There were some bugs concerning Unicode values in the current release. We 
fixed them in the CVS release
but I'm not sure the bug you mentioned is different or not.
Could you test it? We plan to publish this version tomorrow evening (French 
time).

> I am using Windows NT 4.0 plus some service packs.  I created a page that has a table which shows all the character entities understood by Amaya.  I can display this page in Internet Explorer and it looks good.  Most of the glyphs are what I expect.  I then use Amaya to import and save this page, and I view the resulting page.  It doesn't compare very well to the original.  I commented out the calls to PutNonISOlatine1Char() and reran the test.  This time the pages compare nearly identically.  (♦ came out oddly, that was the only difference between the two pages)

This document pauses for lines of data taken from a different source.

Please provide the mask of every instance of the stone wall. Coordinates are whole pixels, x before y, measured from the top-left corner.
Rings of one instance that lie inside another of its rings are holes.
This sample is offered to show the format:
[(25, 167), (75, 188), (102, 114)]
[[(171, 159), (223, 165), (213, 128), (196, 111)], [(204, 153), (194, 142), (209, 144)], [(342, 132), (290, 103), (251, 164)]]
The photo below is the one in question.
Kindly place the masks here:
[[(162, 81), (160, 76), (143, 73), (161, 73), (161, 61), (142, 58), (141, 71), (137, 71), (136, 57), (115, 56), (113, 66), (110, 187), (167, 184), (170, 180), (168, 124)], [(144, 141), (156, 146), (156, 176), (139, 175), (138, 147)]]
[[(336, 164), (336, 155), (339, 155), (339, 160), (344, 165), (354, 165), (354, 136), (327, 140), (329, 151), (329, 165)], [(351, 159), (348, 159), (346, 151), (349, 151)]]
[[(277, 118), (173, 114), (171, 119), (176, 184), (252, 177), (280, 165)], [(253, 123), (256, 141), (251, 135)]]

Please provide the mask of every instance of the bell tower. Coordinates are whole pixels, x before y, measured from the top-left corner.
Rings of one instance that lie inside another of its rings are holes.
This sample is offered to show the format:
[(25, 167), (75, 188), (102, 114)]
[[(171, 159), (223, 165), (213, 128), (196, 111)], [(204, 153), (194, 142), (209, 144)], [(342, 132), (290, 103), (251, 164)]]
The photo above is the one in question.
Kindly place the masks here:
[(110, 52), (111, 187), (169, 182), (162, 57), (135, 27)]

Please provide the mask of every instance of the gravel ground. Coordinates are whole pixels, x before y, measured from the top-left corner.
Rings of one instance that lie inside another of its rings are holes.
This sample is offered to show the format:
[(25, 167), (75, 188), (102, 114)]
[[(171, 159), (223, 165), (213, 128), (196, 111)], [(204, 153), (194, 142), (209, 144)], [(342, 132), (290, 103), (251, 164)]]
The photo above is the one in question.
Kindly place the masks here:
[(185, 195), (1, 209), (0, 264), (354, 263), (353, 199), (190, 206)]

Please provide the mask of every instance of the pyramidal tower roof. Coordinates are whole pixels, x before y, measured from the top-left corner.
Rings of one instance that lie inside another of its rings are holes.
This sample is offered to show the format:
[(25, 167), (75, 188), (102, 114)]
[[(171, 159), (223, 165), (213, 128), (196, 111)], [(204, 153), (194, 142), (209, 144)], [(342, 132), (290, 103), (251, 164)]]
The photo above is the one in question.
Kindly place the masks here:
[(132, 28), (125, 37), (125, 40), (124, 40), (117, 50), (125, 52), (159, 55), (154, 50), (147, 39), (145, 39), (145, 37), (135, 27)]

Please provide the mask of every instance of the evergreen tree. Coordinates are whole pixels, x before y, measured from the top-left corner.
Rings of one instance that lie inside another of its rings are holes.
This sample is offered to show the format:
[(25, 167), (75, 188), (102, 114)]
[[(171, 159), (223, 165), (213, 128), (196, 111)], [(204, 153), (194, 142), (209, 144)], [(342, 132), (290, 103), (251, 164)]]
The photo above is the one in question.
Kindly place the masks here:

As you know today Amaya doesn't provide a full Unicode support. The role of 
the function PutNonISOlatine1Char()
is to preserve Unicode values that cannot be displayed by Amaya.

> I have two questions:
> 
> 1.	My understanding of the HTML specification is that it is fine to internally map characters to other glyphs, but you are not allowed to destroy the original information.  Do I correctly understand, and if so, then how does Amaya's behavior match the spec?

Correct except for entities that can be encoded normally with the current 
charset (example if the encoding
is ISO-latin-1 é can be replaced by é).

> 2.	Am I going to encounter other problems if I simply remove the calls to PutNonISOlatin1Char()?

Sure.

> 
> Thanks,
> Rich
> 

-- 
     Irene.

Received on Tuesday, 27 February 2001 12:06:31 UTC